Turn On The Wireless

By Malcolm Fleschner

Whenever a new technology product emerges for the mobile professional, field reps are almost always the first to create demand. Eventually the corporate office, figuring that thousands of reps can’t be wrong, catches up and develops a coordinated strategy around the new technology for the entire company. It happened with laptops, it happened with cell phones and, true to form, now it’s happening with WiFi.

As if you didn’t already know, WiFi is a high-speed wireless Internet connection service provided for patrons at many coffee shops, hotels, airports and any number of locations where today’s on-the-go worker bee can turn an available flat surface into a mobile computing workstation. Peter Thompson, director of marketing for T-Mobile HotSpot, says the pharmaceutical industry represents a vast untapped market for corporate WiFi plans.

“When we looked at the installed base and what companies these individuals are involved with we saw that we have quite a few reps from the pharmaceutical industry who have preselected in,” he says. “So we know there’s an innate desire and need from that vertical market to be able to access their information in a true broadband experience in convenient locations when they’re on the road.”

Currently there are more than 16,000 establishments offering T-Mobile HotSpot services worldwide, including every Starbucks, Borders Books and Music, and Kinkos location in the United States. This convenience, combined with near-universal access, works ideally for pharmaceutical sales reps who rarely stop moving, says Thompson..

“I like to use the inventory revolution analogy as an analogy about why these vertical markets are interested in this technology. During the inventory revolution companies moved to just-in-time solutions,” he explains. “WiFi is very much a just-in-time knowledge and access solution when you’re on the road. Previously you had to create your PowerPoint slide deck or make sure you had all your data numbers before you left the office. Now you can update all that while making sure you have the latest information minutes before you go into a meeting.

“When you look at the pharmaceutical industry, a lot of reps on the road. To be able to expand their virtual office and have the same experience and security they would have if connected back at the office while out in the field is a true competitive advantage for any pharmaceutical company,” Thompson says.

In fact, security is an issue Thompson raises when he’s asked why companies should pay for a T-Mobile solution when there are so many places currently offering free WiFi services. Security, he says, is part of the service and reliability that comes from being attached to known retail brands. For these reasons he doesn’t consider free WiFi a competitor.

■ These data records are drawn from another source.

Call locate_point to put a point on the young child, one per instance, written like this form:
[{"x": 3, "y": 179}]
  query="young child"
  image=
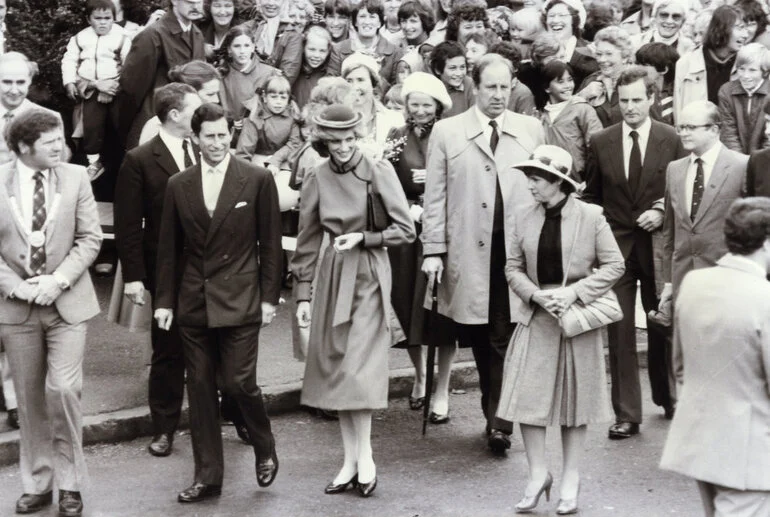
[
  {"x": 90, "y": 72},
  {"x": 271, "y": 134},
  {"x": 568, "y": 120}
]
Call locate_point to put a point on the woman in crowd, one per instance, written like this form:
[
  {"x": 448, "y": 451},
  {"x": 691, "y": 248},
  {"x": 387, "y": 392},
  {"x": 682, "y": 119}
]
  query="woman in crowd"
[
  {"x": 701, "y": 72},
  {"x": 362, "y": 72},
  {"x": 347, "y": 361},
  {"x": 425, "y": 99},
  {"x": 278, "y": 43},
  {"x": 315, "y": 63},
  {"x": 565, "y": 20},
  {"x": 549, "y": 379},
  {"x": 613, "y": 51}
]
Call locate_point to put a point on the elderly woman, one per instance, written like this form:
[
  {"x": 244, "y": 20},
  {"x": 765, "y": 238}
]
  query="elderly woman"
[
  {"x": 362, "y": 72},
  {"x": 425, "y": 99},
  {"x": 278, "y": 43},
  {"x": 565, "y": 19},
  {"x": 347, "y": 360},
  {"x": 701, "y": 72},
  {"x": 563, "y": 252},
  {"x": 613, "y": 51}
]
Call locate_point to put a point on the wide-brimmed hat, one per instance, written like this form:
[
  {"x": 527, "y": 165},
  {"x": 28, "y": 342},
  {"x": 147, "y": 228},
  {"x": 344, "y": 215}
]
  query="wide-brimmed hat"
[
  {"x": 552, "y": 159},
  {"x": 337, "y": 116},
  {"x": 429, "y": 84}
]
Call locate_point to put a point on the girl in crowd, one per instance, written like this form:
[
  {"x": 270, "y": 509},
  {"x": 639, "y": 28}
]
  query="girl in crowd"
[
  {"x": 568, "y": 120},
  {"x": 315, "y": 63},
  {"x": 347, "y": 360},
  {"x": 563, "y": 251},
  {"x": 425, "y": 99}
]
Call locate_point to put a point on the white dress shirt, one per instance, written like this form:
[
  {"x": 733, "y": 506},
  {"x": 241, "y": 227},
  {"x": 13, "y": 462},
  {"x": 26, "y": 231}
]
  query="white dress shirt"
[
  {"x": 213, "y": 178},
  {"x": 174, "y": 146},
  {"x": 628, "y": 142},
  {"x": 709, "y": 160}
]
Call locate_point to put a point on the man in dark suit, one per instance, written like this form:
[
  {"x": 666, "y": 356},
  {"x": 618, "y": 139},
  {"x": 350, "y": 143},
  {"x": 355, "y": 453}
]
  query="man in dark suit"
[
  {"x": 173, "y": 40},
  {"x": 219, "y": 276},
  {"x": 141, "y": 189},
  {"x": 625, "y": 174}
]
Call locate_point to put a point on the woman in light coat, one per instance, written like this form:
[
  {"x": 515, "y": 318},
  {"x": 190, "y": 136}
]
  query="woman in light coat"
[{"x": 549, "y": 379}]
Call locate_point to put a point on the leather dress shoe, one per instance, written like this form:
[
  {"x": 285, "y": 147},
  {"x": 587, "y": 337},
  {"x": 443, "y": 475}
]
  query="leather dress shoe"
[
  {"x": 498, "y": 442},
  {"x": 267, "y": 470},
  {"x": 31, "y": 503},
  {"x": 622, "y": 430},
  {"x": 70, "y": 504},
  {"x": 161, "y": 445},
  {"x": 198, "y": 492}
]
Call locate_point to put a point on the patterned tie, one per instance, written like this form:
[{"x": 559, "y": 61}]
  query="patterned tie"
[
  {"x": 37, "y": 254},
  {"x": 697, "y": 189}
]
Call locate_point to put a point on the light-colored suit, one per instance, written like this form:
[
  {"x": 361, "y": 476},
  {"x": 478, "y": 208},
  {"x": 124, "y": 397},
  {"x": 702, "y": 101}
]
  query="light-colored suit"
[
  {"x": 721, "y": 431},
  {"x": 688, "y": 244},
  {"x": 45, "y": 344}
]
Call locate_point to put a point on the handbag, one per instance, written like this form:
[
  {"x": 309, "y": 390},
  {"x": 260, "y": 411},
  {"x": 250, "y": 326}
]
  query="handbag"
[{"x": 579, "y": 317}]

“We actually see free WiFi as complementary,” he says. “We consider our business to be to that of the bottled water business. Sometimes people want to drink from a free water fountain, but other times they want the reliability, security and dependability they get only from bottled water. Our users know that when they go into a Starbucks that the WiFi is going to work. If you have any issues there’s 24-hour customer care. Most businesses see the value in that and they’re willing to pay for it.”

T-Mobile’s task now, says Thompson, is to persuade IT managers to make the investment in a corporate strategy. Since many companies already are paying for multiple one-off WiFi purchases through travel expense reimbursements there is a good case to be made for a corporate procurement purchase, he says.

“When the IT manager does a corporate deal,” Thompson explains, “the economics are more favorable than paying for it through reimbursements. Plus the manager then gets to control who has access by provisioning it to the laptops of the people who need it.

“In the past six months we have begun to see a shift with this strategy showing up on the corporate IT manager’s radar screen. They’re becoming aware that at the highest level there is a cost for not doing anything, and that is the competitive differentiation. They realize people are starting to adopt these solutions – that it’s just the latest means of staying on top of technology adoption to remain competitive in the marketplace. On top of that there’s also the cost of employees feeling like the company isn’t giving them the tools they need to get the job done.”